Given this set of possible tickers, let's compute the expected growth rate vector and the covariance matrix for these assets using their single index model parameters. We don't use these values in the bandit calculation, but we will need them to compute the Sharpe ratio of the resulting portfolio later. 

We'll store these in the `μ̂_sim::Array{Float64,1}` and `Σ̂_sim::Array{Float64,2}` variables:

In [14]:
μ̂_sim, Σ̂_sim = let

    # initialize -
    N = length(my_test_portfolio_tickers); # number of assets in portfolio
    μ_sim = Array{Float64,1}(); # drift vector
    Σ̂_sim = Array{Float64,2}(undef, N, N); # covariance matrix for *our* portfolio
    
    # Ḡₘ = mean(Gₘ); # mean of market factor # TODO: already loaded above, we'll use 2014 - 2024 data value
    σ²ₘ = Varₘ; # variance of market factor # TODO: already loaded above, we'll use 2014 - 2024 data value

    # compute the expected growth rate (return) for each of our tickers -
    for i ∈ eachindex(my_test_portfolio_tickers)
        ticker = my_test_portfolio_tickers[i];
        data = sim_model_parameters[ticker]; # get the data for this ticker
        αᵢ = data.alpha; # get alpha
        βᵢ = data.beta; # get beta
        Ḡᵢ = αᵢ + βᵢ* Ḡₘ; # compute the growth rate for this ticker
        push!(μ_sim, Ḡᵢ); # append growth rate value to μ_sim
    end

    # compute the covariance matrix using the single index model -
    for i ∈ eachindex(my_test_portfolio_tickers)

        ticker_i = my_test_portfolio_tickers[i];
        data_i = sim_model_parameters[ticker_i]; # get the data for ticker i
        βᵢ = data_i.beta; # get beta for ticker i
        σ²_εᵢ = (Δt)*data_i.training_variance; # residual variance for ticker i

        for j ∈ eachindex(my_test_portfolio_tickers)
            
            ticker_j = my_test_portfolio_tickers[j];
            data_j = sim_model_parameters[ticker_j]; # get the data for ticker j
            βⱼ = data_j.beta; # get beta for ticker j
            σ²_εⱼ = (Δt)*data_j.training_variance; # residual variance for ticker j
            
            if i == j
                Σ̂_sim[i,j] = βᵢ*βⱼ*σ²ₘ + σ²_εᵢ; # diagonal elements
            else
                Σ̂_sim[i,j] = βᵢ*βⱼ*σ²ₘ; # off-diagonal elements
            end
        end
    end

    (μ_sim, Σ̂_sim*Δt); # return
end;

To implement our bandit strategy, we first build the epsilon-greedy dynamic noise algorithm model. This model holds some information about the problem, e.g., the number of assets available for selection, and the learning rate $\alpha$. We store this model in the `dynamic_algorithm_model::MyEpsilonGreedyDynamicNoiseAlgorithmModel` variable:

In [15]:
dynamic_algorithm_model = let

    # initialize -
    algorithm = nothing; # Initialize the algorithm variable to nothing; this variable will be used to store the algorithm model
    K = length(my_test_portfolio_tickers); # TODO: Number of tickers to consider
    
    # TODO: Build an algorithm model by uncommenting the code block below
    algorithm = build(MyEpsilonGreedyDynamicNoiseAlgorithmModel, (
        K = K, # arms 
        α = α, # learning rate
    ));

    # return the algorithm -
    algorithm;
end;

Next, we set bounds on the number of shares that we can hold for each asset in our portfolio. The lower bound `ϵ::Float64` represents the __minimum number of shares__ required for portfolio inclusion, while the upper bound is unbounded to allow for flexible allocation. 

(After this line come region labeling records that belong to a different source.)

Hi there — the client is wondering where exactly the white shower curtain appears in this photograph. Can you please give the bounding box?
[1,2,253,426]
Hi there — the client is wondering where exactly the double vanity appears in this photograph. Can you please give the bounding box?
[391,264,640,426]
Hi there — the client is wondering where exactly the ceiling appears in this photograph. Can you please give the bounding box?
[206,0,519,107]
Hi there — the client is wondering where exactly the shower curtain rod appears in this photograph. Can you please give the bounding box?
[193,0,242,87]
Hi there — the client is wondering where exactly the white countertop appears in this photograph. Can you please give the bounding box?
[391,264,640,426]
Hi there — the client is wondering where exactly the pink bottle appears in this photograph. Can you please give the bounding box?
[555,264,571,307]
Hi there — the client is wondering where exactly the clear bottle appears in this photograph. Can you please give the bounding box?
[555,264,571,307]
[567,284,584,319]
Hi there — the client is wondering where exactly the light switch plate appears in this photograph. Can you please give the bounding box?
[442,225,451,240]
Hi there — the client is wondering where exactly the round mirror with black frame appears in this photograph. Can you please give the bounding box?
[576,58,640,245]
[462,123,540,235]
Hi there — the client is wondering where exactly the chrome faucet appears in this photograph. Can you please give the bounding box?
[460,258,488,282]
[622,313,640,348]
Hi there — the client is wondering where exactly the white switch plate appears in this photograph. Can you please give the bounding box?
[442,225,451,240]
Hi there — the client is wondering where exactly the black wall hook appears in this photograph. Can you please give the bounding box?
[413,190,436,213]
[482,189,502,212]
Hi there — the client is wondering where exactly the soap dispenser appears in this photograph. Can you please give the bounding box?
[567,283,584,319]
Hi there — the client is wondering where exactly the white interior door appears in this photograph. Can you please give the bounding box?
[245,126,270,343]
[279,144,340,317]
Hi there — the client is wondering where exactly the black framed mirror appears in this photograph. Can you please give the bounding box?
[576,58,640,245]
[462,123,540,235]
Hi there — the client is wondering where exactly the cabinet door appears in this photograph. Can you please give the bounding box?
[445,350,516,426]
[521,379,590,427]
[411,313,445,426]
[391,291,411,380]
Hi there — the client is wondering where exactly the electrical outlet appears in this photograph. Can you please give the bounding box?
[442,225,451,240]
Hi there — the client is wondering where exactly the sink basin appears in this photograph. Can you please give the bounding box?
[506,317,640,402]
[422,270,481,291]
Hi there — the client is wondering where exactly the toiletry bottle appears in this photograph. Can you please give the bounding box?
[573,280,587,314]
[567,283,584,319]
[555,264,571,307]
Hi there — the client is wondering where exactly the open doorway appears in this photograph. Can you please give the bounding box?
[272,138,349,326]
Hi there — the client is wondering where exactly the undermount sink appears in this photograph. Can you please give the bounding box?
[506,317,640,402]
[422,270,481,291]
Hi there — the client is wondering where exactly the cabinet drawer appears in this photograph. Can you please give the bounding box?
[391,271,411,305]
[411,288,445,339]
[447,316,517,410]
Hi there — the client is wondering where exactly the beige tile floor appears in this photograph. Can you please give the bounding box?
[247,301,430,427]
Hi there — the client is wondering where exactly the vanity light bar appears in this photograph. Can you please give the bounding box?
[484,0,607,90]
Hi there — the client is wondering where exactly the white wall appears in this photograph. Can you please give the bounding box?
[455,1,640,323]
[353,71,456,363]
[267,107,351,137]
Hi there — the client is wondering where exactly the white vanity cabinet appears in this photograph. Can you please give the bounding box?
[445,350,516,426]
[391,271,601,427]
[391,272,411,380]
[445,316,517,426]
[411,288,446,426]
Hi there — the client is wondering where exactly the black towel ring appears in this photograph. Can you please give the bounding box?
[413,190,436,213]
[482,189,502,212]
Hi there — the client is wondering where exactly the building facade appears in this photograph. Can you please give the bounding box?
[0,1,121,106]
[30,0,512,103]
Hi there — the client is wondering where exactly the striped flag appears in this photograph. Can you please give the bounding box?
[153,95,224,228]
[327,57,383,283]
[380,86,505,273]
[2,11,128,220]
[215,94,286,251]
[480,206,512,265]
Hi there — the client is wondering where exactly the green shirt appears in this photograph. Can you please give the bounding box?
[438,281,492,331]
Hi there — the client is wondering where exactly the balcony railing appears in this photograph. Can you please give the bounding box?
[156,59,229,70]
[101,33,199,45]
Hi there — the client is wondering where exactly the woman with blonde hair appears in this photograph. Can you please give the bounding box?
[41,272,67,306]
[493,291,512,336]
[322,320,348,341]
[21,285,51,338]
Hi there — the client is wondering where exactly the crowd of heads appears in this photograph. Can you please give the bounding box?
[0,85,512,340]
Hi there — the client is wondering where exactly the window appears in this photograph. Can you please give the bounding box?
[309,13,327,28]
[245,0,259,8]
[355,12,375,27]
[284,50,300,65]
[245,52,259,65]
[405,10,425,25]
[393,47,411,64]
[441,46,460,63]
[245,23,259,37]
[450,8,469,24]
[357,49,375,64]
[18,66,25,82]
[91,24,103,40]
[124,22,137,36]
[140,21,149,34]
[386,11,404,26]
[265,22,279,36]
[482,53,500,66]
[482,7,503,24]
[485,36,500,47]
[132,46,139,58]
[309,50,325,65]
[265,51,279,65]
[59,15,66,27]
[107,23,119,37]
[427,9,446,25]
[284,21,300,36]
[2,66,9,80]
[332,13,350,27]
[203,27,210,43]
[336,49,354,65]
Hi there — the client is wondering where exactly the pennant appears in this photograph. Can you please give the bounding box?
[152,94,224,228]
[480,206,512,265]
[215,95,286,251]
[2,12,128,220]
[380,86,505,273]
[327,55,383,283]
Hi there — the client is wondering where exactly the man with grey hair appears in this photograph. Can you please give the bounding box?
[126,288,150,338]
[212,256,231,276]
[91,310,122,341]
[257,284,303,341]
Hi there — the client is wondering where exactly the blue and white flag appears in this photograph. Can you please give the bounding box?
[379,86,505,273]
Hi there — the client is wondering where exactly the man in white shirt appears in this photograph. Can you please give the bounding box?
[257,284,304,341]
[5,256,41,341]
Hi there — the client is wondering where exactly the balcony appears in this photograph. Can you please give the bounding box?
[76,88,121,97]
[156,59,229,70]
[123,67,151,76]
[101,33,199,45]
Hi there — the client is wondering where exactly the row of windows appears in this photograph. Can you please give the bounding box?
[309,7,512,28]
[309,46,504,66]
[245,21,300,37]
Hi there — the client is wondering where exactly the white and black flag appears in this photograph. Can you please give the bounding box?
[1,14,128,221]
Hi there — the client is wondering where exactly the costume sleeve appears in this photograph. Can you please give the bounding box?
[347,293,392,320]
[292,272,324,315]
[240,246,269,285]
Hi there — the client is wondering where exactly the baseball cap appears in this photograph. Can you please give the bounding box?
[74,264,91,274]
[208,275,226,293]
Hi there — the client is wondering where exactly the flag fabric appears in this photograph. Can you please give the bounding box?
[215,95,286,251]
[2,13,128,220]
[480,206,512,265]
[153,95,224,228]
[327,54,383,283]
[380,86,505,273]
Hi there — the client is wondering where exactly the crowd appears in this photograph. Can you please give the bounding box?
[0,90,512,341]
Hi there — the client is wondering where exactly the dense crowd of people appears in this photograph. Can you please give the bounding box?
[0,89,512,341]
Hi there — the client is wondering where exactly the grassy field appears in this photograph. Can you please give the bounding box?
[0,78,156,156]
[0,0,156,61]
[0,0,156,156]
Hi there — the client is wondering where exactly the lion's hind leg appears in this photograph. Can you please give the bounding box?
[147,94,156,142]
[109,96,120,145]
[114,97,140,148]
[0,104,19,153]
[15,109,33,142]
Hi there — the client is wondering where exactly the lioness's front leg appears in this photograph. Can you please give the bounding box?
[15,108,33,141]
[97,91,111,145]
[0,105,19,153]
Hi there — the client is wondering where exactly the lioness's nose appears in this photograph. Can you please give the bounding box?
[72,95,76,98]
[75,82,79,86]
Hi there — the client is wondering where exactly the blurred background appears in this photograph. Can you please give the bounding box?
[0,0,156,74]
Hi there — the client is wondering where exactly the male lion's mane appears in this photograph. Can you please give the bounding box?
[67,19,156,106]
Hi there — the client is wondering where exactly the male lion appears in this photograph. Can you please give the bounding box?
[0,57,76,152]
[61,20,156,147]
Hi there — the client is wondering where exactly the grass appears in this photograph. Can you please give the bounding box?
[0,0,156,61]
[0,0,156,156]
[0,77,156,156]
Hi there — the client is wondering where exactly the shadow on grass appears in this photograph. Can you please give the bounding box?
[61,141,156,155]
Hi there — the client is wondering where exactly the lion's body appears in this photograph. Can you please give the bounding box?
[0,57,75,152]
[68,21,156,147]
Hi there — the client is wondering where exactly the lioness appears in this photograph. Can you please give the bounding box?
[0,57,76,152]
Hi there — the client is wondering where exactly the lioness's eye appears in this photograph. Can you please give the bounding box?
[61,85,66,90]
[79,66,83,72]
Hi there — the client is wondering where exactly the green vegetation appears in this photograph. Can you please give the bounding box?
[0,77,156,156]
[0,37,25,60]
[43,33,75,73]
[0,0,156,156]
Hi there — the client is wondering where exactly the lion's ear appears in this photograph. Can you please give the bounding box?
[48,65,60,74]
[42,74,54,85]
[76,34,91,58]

> __Why a non-zero lower bound?__ Setting a non-zero lower bound `ϵ::Float64` follows from the form of the Cobb-Douglas utility function, if any asset has zero allocation, the overall utility becomes zero which does not reflect realistic investor behavior. Thus, we set a small positive value for `ϵ::Float64` to ensure that each selected asset contributes positively to the portfolio's utility.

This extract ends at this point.